A statistical misadventure leading to retraction

In an interesting case recounted with humility and good humor in this open-access Editorial [1], the specification of clustered variances and fixed effects at the same level resulted in wrong inferences in a highly touted article. (On the technical point, [1] cites this presentation by Austin Nichols & Mark Schaffer; see slide 8.)

I would guess many of you will find valuable lessons to draw for yourselves and your students from this case.
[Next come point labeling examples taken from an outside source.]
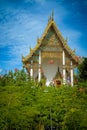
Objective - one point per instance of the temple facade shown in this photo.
(51, 59)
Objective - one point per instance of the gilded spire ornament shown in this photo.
(52, 15)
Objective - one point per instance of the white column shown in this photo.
(31, 69)
(64, 70)
(39, 69)
(71, 73)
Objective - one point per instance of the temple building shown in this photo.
(51, 59)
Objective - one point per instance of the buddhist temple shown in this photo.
(51, 59)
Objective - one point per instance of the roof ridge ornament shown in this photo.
(51, 17)
(52, 14)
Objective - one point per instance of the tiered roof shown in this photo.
(51, 23)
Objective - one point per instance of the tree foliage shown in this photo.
(25, 105)
(83, 70)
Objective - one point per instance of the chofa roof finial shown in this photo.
(51, 17)
(52, 14)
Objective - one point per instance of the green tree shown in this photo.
(83, 70)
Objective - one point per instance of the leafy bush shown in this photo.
(29, 107)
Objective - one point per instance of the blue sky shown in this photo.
(22, 21)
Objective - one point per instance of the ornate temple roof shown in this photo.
(51, 23)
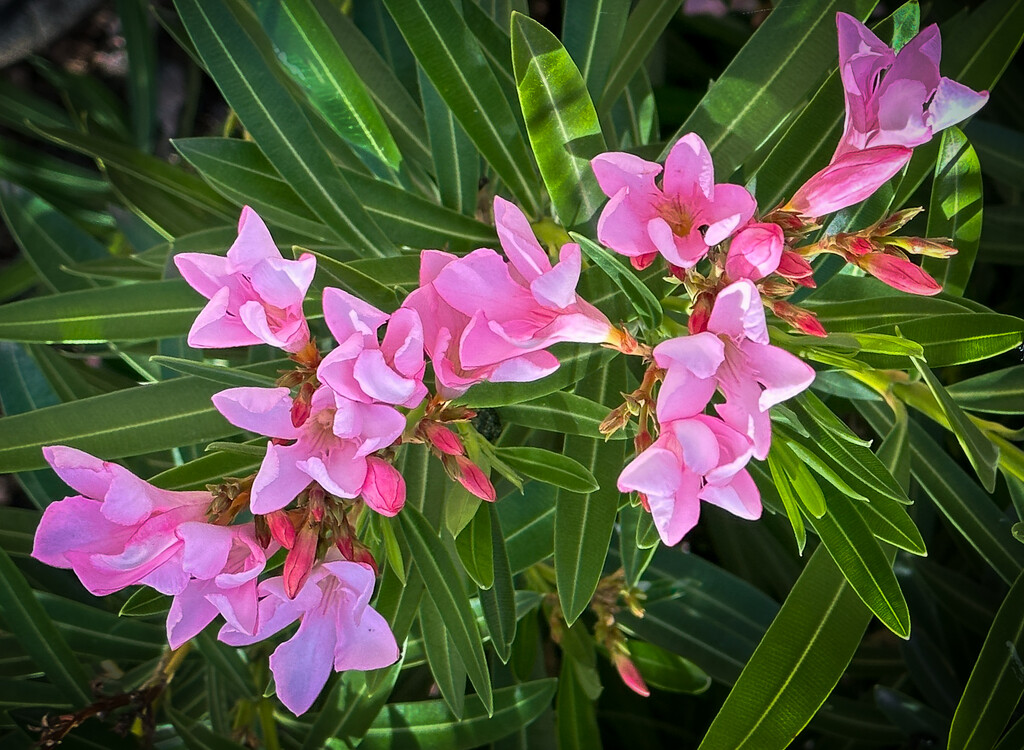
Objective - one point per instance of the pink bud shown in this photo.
(301, 557)
(630, 674)
(472, 477)
(442, 439)
(899, 274)
(384, 489)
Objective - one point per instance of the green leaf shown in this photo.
(955, 210)
(849, 540)
(667, 671)
(449, 53)
(150, 309)
(996, 681)
(982, 453)
(444, 588)
(797, 664)
(584, 522)
(317, 63)
(1000, 391)
(767, 80)
(560, 119)
(498, 601)
(561, 412)
(642, 299)
(430, 723)
(442, 656)
(36, 632)
(222, 32)
(576, 718)
(548, 466)
(642, 31)
(475, 550)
I’ll just offer a few of my own quick observations, plus one question.

  • This is a major reason why I am a ‘methodological Bayesian’. Using Bayesian methods has the effect of rendering all of the most substantive aspects of the modeling transparently, while submerging all of the least important stuff into the ‘magic’ of MCMC.
  • Even bigger lesson is, when you have a result you plan to tout highly, you should try several different modeling approaches. Ironically, the original piece employed ‘cluster-robust’ variance estimators, yet did not seek genuine robustness to variation in model specifications.
  • Fallibilism is true.

Question: It seems to me inconceivable that a mishap like this could befall a Bayesian analyst doing hierarchical modeling; am I wrong? Does the statistical modeling/interpretation error leading to this retraction have a Bayesian analogue?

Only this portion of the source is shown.